Charlie and Margaret headed back, and the snatches of conversation soon grew too distant for them to hear. They made their way over the hills on narrow paved roads to the parking lot. Earlier, Margaret, the ever-prepared former Girl Scout, had stashed the small first-aid kit she brought with her on all family excursions in the trunk of their rented white 1962 Impala convertible.
“We’re missing all the fun,” Charlie said as a gunshot followed by the pop of an exploding light bulb cracked in the distance. “I’m really fine, honey.”
“Sure sounds like fun,” Margaret said as she held out her hand for the keys. Charlie reluctantly produced them.
She inserted the key and opened the t
runk while Charlie looked to the hills, where the echoes of crooning and guffaws sounded almost like local wildlife. Then Margaret screamed.
From the gauzy illumination of a distant streetlamp, Charlie saw the shape in the trunk, a big shape.
It was a body.
Charlie stepped closer. He recognized the face, as did Margaret, who turned away. He looked with horror at the woman that they’d last seen days before and that he’d seen quite a bit of in the past few weeks.
Her eyes were two bloody caverns; they must have been shot out. There was some brain and bone residue in the trunk but not enough to suggest she had been shot there. Her mouth was agape, her jaw helplessly, horrifically slack.
Charlie and Margaret stood frozen until the sudden arrival of the Rat Pack, who apparently had raced over in response to Margaret’s shriek.
Sinatra looked into the trunk.
“Charlie,” he said. “Just what the hell have you done?”
Chapter Two
New York City
One month earlier—December 1961
The Marders’ phone did not usually ring at five in the morning, but Charlie had been up, staring at the ceiling, so he picked it up right away.
It was his father, Winston Marder. “Call my lawyer, Alistair Crutchfield.

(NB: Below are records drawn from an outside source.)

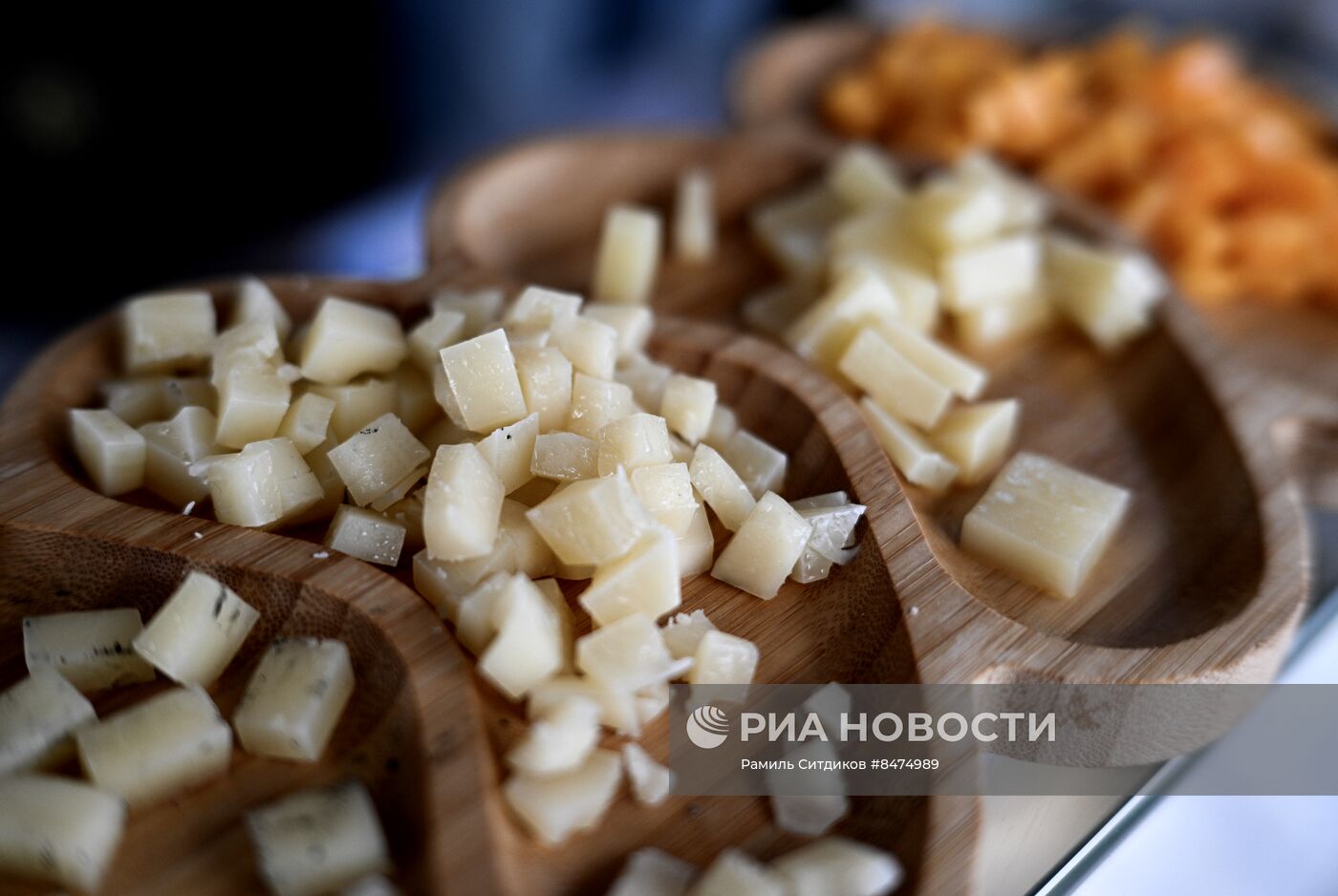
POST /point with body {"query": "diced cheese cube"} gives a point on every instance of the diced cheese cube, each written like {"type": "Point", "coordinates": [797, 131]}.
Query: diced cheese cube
{"type": "Point", "coordinates": [57, 831]}
{"type": "Point", "coordinates": [894, 381]}
{"type": "Point", "coordinates": [909, 451]}
{"type": "Point", "coordinates": [462, 504]}
{"type": "Point", "coordinates": [863, 177]}
{"type": "Point", "coordinates": [559, 739]}
{"type": "Point", "coordinates": [377, 458]}
{"type": "Point", "coordinates": [545, 376]}
{"type": "Point", "coordinates": [723, 659]}
{"type": "Point", "coordinates": [482, 377]}
{"type": "Point", "coordinates": [765, 548]}
{"type": "Point", "coordinates": [629, 654]}
{"type": "Point", "coordinates": [347, 338]}
{"type": "Point", "coordinates": [197, 631]}
{"type": "Point", "coordinates": [994, 271]}
{"type": "Point", "coordinates": [434, 333]}
{"type": "Point", "coordinates": [318, 840]}
{"type": "Point", "coordinates": [357, 403]}
{"type": "Point", "coordinates": [628, 257]}
{"type": "Point", "coordinates": [760, 464]}
{"type": "Point", "coordinates": [367, 535]}
{"type": "Point", "coordinates": [665, 491]}
{"type": "Point", "coordinates": [91, 649]}
{"type": "Point", "coordinates": [977, 437]}
{"type": "Point", "coordinates": [157, 748]}
{"type": "Point", "coordinates": [307, 421]}
{"type": "Point", "coordinates": [294, 698]}
{"type": "Point", "coordinates": [171, 448]}
{"type": "Point", "coordinates": [738, 873]}
{"type": "Point", "coordinates": [688, 404]}
{"type": "Point", "coordinates": [723, 490]}
{"type": "Point", "coordinates": [1044, 522]}
{"type": "Point", "coordinates": [651, 872]}
{"type": "Point", "coordinates": [636, 440]}
{"type": "Point", "coordinates": [111, 452]}
{"type": "Point", "coordinates": [695, 217]}
{"type": "Point", "coordinates": [557, 806]}
{"type": "Point", "coordinates": [839, 865]}
{"type": "Point", "coordinates": [37, 717]}
{"type": "Point", "coordinates": [256, 303]}
{"type": "Point", "coordinates": [169, 331]}
{"type": "Point", "coordinates": [251, 404]}
{"type": "Point", "coordinates": [593, 521]}
{"type": "Point", "coordinates": [645, 581]}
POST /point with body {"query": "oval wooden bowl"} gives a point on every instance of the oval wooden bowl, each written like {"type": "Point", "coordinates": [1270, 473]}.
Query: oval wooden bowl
{"type": "Point", "coordinates": [776, 84]}
{"type": "Point", "coordinates": [423, 731]}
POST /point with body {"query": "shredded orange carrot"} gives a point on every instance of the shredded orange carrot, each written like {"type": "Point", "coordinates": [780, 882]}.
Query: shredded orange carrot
{"type": "Point", "coordinates": [1230, 181]}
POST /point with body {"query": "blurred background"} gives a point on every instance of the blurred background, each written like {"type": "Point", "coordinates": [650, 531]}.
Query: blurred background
{"type": "Point", "coordinates": [144, 146]}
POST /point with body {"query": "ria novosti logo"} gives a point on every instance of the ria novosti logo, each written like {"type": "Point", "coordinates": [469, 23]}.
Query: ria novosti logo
{"type": "Point", "coordinates": [708, 726]}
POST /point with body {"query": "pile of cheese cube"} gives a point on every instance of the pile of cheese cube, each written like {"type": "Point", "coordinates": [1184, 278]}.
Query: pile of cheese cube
{"type": "Point", "coordinates": [66, 831]}
{"type": "Point", "coordinates": [874, 267]}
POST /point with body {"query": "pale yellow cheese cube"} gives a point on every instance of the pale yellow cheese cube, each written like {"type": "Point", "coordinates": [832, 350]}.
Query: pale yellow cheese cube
{"type": "Point", "coordinates": [863, 177]}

Then go to my house, get my diabetes medicine, and bring it to me. I’m in the Tombs.”
“You’re what?”
“It’s a nickname for the federal—”
“I know what the Tombs are!”
“Good, then I don’t need to give you directions.” The line went dead.
Charlie dressed quietly so as not to wake Margaret. She’d gone to sleep before him last night; these days, she regularly turned in before he did. Charlie’s nights were consumed with meetings, fundraisers, drinks with aides and consultants. He’d been in Congress for roughly eight years now, providing constituent services, pressing the flesh at street fairs and parties for local big shots, helping veterans, pushing for the Civil Rights Acts of 1957 and 1960 and, less successfully, the Equal Pay Act for women. Charlie did whatever he could to stay viable as an Eisenhower/Rockefeller Republican in an increasingly Democratic Manhattan.